This award is funded under the American Recovery and Reinvestment Act of 2009 (Public Law 111-5).
The investigator works on the topology of algebraic maps, with applications to algebraic cycles. The study of the relations between the topology of the domain and target of a map is interesting and has broad applications in the fields of geometry and topology. This project aims at 1) Furthering the study and the understanding of the Hodge and Chow-theoretic properties of complex algebraic maps and 2) Explicitly studying these properties in significant cases, such as the Hitchin systems and the system of hyperplane sections.

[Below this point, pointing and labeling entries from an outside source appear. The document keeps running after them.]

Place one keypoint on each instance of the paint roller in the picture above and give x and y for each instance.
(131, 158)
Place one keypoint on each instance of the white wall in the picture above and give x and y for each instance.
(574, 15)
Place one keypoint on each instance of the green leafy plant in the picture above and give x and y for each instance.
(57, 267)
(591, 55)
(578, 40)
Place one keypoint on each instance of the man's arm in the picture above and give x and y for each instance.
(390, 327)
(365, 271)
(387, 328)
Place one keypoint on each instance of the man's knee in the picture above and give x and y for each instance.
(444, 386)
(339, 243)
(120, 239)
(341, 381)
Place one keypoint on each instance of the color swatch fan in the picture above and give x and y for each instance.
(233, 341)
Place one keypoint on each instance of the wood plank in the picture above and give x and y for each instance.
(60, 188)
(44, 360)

The investigator works in the field of algebraic geometry. Algebraic geometry is the discipline devoted to the study of polynomial equations. It is an ancient subject rooted in the early achievements of humanity, like the wheel, the Egyptians' elliptical flowers arrangements and Archimedes' burning parabolic mirrors. Circles, ellipses and parabolas arise from the polynomial equations we study in high school. They are both beautiful and ubiquitous in nature as they describe many natural phenomena, from the motion of planets to the shape of leaves and flowers, to the behavior of microscopic particles. The funded project is strongly inclined towards pure research and proposes to study the deeper properties of the solutions to more complicated algebraic equations (called algebraic maps). As it has always been the case, pure and applied mathematics will influence each other and new abstract ideas will fuel the progress of applications.